I have herpes. I got it when a lover gave me oral sex while they had an abrasion on their lip. We had talked about it beforehand; they said it didn’t feel like a cold sore, but it could be. Well, it was. I have no regrets. I still love that person dearly, and the time we spent together that day was magic. Life changing, and not just because of the incurable disease I contracted. I had an initial outbreak, and then no symptoms for several years.

Since then, I’ve had many lovers. I am non-monogamous and love people of all genders, so my options are pretty damned open. I tell new partners that I have it, because informed consent is important. I think some of them forget I have it, because almost everyone has some type of herpes or another, and I never have symptoms. Hell, sometimes I even forget I have it, too, which is why my second outbreak caught me off guard. Suddenly I was in the uncomfortable position of telling five people that I deeply love that I may have passed it on to them, because anyone I’d been with in the two weeks before symptoms showed was at a greater risk of transmission.
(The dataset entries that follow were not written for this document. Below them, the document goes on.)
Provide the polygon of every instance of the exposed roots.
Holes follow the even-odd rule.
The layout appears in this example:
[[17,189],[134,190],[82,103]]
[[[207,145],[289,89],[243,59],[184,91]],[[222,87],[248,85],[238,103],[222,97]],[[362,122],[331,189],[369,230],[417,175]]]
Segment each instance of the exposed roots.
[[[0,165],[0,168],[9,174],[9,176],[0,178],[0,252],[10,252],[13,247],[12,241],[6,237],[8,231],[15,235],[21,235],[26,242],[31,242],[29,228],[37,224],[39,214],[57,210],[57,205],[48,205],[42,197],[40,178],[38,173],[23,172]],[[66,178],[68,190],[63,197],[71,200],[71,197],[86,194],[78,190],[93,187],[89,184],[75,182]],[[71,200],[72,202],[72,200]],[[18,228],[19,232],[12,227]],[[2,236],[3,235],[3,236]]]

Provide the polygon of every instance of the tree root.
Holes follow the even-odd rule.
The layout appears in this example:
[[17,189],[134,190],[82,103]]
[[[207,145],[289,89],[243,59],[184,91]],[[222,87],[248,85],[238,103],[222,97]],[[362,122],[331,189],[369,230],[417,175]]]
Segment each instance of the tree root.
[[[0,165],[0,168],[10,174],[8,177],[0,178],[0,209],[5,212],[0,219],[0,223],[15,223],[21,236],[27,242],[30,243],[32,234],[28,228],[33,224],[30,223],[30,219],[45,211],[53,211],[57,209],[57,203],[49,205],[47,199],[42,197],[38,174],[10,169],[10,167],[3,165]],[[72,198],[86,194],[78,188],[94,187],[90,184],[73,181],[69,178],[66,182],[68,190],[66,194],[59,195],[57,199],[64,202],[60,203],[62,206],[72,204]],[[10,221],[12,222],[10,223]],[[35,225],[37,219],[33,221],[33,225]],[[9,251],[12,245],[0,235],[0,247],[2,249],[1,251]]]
I remembered the person I got it from; how when I told them about my initial outbreak, they felt so guilty and were so hard on themselves for taking that chance with me. I assured them that it was okay, that it was a chance I felt was worth taking. I remembered the first time I was with a different lover afterward, telling me they loved me and were willing to have anything I had. Later, they got tested and luckily I hadn’t infected them. Chances of transmission while asymptomatic are minuscule. It eased my mind and made me feel less humiliated and paranoid about this new part of me.

But now it was time. The thing I had worried about so much so many years ago when I first got herpes had happened. I picked up the phone and started calling the people I’d been intimate with in the previous two weeks. All five of them. With every single one, I was afraid that they would react negatively. But you know what? Every single one was totally compassionate and understanding. They calmly said they would get tested. They asked if they could help me in any way. They told me how much they love me, and I could hear it in their voices. I cried for the first time in a long while.

There is so much negative stigma around people with herpes, as if the constant unpredictability of burning, itching pain isn’t enough for us to deal with. People looking for new partners often advertise themselves as “clean”, and will not consider being with someone who is not. It’s a modern day caste system, with the “clean” people looking down on the therefore “dirty” others. The fact is, having sex is risky, no matter who you do it with. Many people don’t get tested unless they experience symptoms, and some people don’t ever have symptoms, even if they are carriers of something. Many sexually transmitted infections can be cured, and the ones that can’t can be managed. Even AIDS isn’t a death sentence anymore. People who know they have or have previously had STIs are generally more in touch with their bodies, practice safer sex, and get tested regularly. I don’t know about you, but those things are more important to me in a partner than an assurance that they’re “clean” because they haven’t noticed any weird bumps.

Would I take my herpes away if I could? The outbreaks, hell yes. They’re terrible. I naïvely hope that I never have one again. But the infection? No. It has made me a better, safer lover. It somewhat screens my partners for me, so I end up with better, safer lovers. It has broken down my prejudices against all STIs and the people who have them. What I’m left with is heaps of love, respect for myself and others, and—oh yeah—tons of great sex.